Constrictive Pericarditis
The pericardium is the sac surrounding your heart. When it becomes thickened and rigid from inflammation or scarring, it restricts the heart’s ability to fill properly. This creates a very specific pattern of septal motion: the septum shifts suddenly to the left during inspiration and returns to a normal position during expiration. There’s often a visible “shudder” with each beat, caused by the two ventricles competing for space inside a stiff shell.
This particular cause matters because constrictive pericarditis can mimic heart failure, and the septal bounce is one of the key echocardiographic clues that helps doctors distinguish the two. Constrictive pericarditis is treatable, sometimes requiring surgical removal of the pericardium, so identifying the septal motion pattern can directly change management.
Pacemaker-Related Changes
Pacing the right ventricle, particularly at the apex (the bottom tip of the heart), creates an artificial conduction pattern that produces abnormal septal motion. Short-term, this is generally harmless. Long-term, however, chronic right ventricular pacing has been linked to weakened pumping function, heart failure, irregular heart rhythms like atrial fibrillation, and a condition called pacing-induced cardiomyopathy.
Pacing-induced cardiomyopathy develops in roughly 12% of patients over an average follow-up of about four years. The risk increases when the pacemaker is firing more than 20% of the time and when the heart’s pumping strength was already somewhat reduced before the device was implanted. Recognizing the abnormal septal motion early can prompt doctors to consider alternative pacing strategies, such as pacing from a different location on the septum, which may reduce long-term harm.
How It’s Managed
There is no treatment for abnormal septal motion itself. It’s a sign, not a disease. Management is entirely about addressing whatever condition is causing the septum to move abnormally. For post-surgical patients with stable heart function, no intervention is needed. For pulmonary hypertension, treatment targets the elevated lung pressures. For conduction delays in a weakened heart, resynchronization therapy corrects the timing. For constrictive pericarditis, the pericardium may need to be surgically removed.
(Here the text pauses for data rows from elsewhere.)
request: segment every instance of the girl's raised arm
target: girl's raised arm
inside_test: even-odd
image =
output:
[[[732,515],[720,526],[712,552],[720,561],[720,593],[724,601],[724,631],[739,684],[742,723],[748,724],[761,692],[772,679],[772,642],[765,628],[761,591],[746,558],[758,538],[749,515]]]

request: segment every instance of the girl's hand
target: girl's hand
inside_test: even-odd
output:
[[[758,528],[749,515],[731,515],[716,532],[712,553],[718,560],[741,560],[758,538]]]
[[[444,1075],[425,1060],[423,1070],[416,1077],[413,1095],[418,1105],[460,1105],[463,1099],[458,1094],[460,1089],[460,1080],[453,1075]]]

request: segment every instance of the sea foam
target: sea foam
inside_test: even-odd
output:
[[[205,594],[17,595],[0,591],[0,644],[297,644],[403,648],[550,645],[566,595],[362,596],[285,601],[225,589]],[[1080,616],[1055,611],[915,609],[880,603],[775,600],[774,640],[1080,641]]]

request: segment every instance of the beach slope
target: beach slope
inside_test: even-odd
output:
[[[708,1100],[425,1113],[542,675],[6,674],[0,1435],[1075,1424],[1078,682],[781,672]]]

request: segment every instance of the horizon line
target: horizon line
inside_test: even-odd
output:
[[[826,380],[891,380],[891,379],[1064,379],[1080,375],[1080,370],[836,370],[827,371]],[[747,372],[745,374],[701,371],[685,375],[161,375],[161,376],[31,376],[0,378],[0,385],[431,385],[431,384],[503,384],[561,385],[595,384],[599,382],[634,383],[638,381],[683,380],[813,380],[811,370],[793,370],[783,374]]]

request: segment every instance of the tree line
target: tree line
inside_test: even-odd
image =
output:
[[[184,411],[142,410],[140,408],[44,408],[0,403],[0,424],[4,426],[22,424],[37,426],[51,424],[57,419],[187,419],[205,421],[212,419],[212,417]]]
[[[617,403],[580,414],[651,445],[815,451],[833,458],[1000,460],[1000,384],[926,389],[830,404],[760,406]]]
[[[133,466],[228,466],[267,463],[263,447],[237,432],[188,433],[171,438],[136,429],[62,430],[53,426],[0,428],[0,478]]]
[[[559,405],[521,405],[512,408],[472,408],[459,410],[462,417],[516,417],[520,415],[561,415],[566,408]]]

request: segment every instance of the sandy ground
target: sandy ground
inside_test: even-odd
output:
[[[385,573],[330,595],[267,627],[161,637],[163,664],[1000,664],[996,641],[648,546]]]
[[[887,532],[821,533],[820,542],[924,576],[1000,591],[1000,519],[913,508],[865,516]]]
If your echocardiogram report mentions abnormal septal motion and you feel well, the finding may simply be a benign consequence of surgery or an electrical quirk. But if you’re experiencing new symptoms like worsening shortness of breath, leg swelling, or declining exercise tolerance, the abnormal motion becomes a more important diagnostic clue pointing toward conditions that benefit from early treatment.